„Rolą chrześcijan w Ziemi Świętej – a szczególnie w Betlejem, jest nieść przesłanie nadziei i pokoju. Tę nadzieję musimy mieć w sercu cały czas. Modlitwa o pokój właściwie w naszym domu nie ustaje” – mówi o sytuacji w Betlejem w rozmowie z Opoką s. Szczepana Hrehorowicz, przełożona Domu Pokoju, sierocińca dla palestyńskich dzieci w Betlejem, prowadzonego przez Zgromadzenie Sióstr św. Elżbiety.

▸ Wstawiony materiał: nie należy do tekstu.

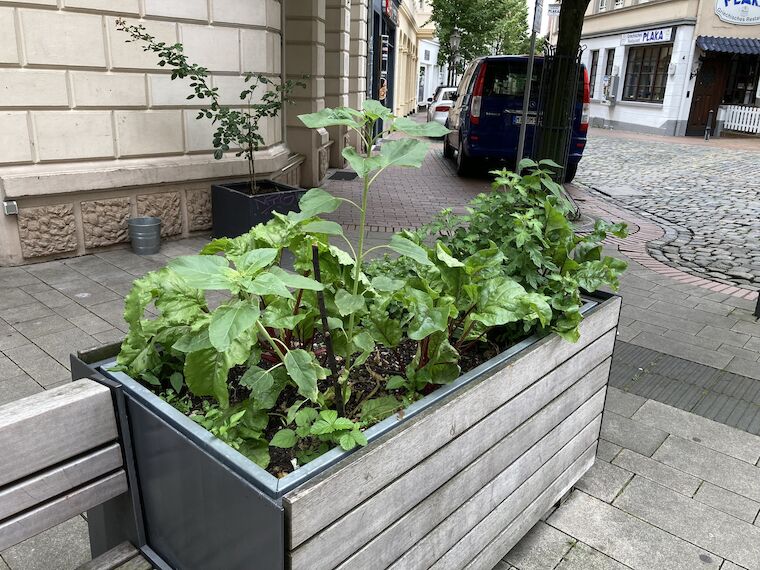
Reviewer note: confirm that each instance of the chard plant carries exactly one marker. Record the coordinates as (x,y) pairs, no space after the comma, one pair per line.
(235,128)
(293,358)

W Betlejem od 2012 r. Polki ze Zgromadzenia Sióstr św. Elżbiety prowadzą Dom Pokoju – sierociniec dla palestyńskich dzieci, przyjmują pielgrzymów, prowadzą działalność charytatywną. W rozmowie z Opoką siostra Szczepana Elżbieta Hrehorowicz opisuje, jak wygląda sytuacja w Betlejem i Domu Pokoju w ostatnich dniach, po ataku Hamasu na Izrael.

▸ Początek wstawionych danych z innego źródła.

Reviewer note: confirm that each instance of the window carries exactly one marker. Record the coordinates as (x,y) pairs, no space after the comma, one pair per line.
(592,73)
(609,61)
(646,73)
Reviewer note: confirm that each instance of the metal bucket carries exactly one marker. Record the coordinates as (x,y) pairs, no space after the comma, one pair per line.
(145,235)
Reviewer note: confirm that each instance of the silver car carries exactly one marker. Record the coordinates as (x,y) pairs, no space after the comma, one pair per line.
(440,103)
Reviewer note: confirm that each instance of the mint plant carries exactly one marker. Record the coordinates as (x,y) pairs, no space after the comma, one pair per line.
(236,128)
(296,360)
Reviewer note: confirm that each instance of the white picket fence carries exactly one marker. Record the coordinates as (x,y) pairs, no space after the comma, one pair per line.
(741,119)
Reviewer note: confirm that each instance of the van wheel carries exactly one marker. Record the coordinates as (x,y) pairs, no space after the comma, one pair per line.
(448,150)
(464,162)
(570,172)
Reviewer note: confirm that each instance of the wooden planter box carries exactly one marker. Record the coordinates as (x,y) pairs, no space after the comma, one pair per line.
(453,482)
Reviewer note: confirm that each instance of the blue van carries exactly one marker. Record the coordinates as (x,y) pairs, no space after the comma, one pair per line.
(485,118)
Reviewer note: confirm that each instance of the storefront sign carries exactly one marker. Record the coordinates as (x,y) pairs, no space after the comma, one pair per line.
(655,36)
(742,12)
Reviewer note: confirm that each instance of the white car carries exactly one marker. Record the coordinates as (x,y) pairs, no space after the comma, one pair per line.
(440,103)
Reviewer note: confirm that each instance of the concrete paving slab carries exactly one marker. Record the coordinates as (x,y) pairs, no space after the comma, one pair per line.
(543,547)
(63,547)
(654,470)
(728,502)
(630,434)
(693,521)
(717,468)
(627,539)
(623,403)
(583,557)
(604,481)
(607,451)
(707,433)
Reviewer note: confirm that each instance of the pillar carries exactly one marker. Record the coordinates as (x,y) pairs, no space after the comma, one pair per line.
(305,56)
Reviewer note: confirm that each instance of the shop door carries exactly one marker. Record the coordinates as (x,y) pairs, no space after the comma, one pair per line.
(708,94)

„Sytuacja w Betlejem po 7 października zdecydowanie się zmieniła. Ze względu na zamknięte granice wielu Palestyńczyków nie może pójść do pracy, sytuacja wielu rodzin pogarsza się. W związku z wojną w Betlejem nie ma także pielgrzymów, więc wszystkie hotele, sklepy, warsztaty – miejsca, które dawały pracę, praktycznie są zamknięte. W związku z tym w naszym domu przybywa potrzebujących dzieci, obecnie mamy ich pod opieką ponad 40-stkę” – mówi elżbietanka.
Dodaje, że w reakcji na wydarzenia w Strefie Gazy w szkołach bardzo często odbywają się demonstracje. „Staramy się tak zorganizować dzieciom czas, by w naszym Domu Pokoju mogły nadrobić szkolne zaległości. Zdarza się, że rodzice, którzy są analfabetami, przysyłają do nas swoje dzieci, prosząc o pomoc w edukacji. Pracujemy podwójnie, by jak najwięcej pomóc potrzebującym” – mówi.

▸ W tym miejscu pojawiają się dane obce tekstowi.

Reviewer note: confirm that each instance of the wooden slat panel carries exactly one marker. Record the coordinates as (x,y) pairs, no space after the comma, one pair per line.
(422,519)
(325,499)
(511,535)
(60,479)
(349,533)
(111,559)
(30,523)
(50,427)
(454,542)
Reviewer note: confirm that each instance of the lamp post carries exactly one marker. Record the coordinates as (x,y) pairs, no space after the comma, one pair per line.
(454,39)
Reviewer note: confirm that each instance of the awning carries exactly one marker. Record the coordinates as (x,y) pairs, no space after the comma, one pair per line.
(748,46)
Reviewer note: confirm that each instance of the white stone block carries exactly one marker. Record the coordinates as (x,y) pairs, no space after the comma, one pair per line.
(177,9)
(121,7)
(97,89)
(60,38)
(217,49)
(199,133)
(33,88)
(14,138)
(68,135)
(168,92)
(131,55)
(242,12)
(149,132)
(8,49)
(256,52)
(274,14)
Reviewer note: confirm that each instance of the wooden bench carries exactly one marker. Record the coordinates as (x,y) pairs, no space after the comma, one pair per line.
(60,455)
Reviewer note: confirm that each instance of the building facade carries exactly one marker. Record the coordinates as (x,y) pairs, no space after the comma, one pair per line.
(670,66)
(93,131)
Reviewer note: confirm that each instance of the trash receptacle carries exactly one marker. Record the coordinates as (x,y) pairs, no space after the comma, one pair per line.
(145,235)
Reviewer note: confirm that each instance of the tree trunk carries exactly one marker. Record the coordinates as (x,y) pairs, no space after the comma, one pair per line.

„Oprócz zaległości edukacyjnych wiele dzieci doświadcza wojennej traumy. Nad naszym domem przelatywały ciężkie samoloty, a nie daleko nas spadały rakiety, słychać było karetki pogotowia, wyjące syreny, w powietrzu czuć było zapach gazu i spalonych opon. To wszystko budzi w dzieciach niepokój, trudno się im skoncentrować. Dzięki pomocy z polski udało nam się wybudować salę gimnastyczną, dzięki czemu dzieci mogą w zdrowy sposób choć trochę rozładować stresy i napięcia” – dodaje elżbietanka.
Siostra przyznaje, że był taki czas, kiedy w Betlejem brakowało dosłownie wszystkiego: warzyw, owoców, mąki, cukru, tych podstawowych produktów, które są najbardziej potrzebne w życiu. „Dzięki pielgrzymom z Polski mamy trochę zapasów, ale one już się kończą. Staramy się także dzielić żywnością z osobami, które o nią proszą. Nie wyobrażam sobie odmówić komuś jedzenia. Ceny poszły do góry o około 10 procent” – mówi.
S. Szczepana zwraca także uwagę, że zbliżające się święta Bożego Narodzenia będą dla mieszkańców Betlejem i podopiecznych Domu Pokoju szczególnie trudne.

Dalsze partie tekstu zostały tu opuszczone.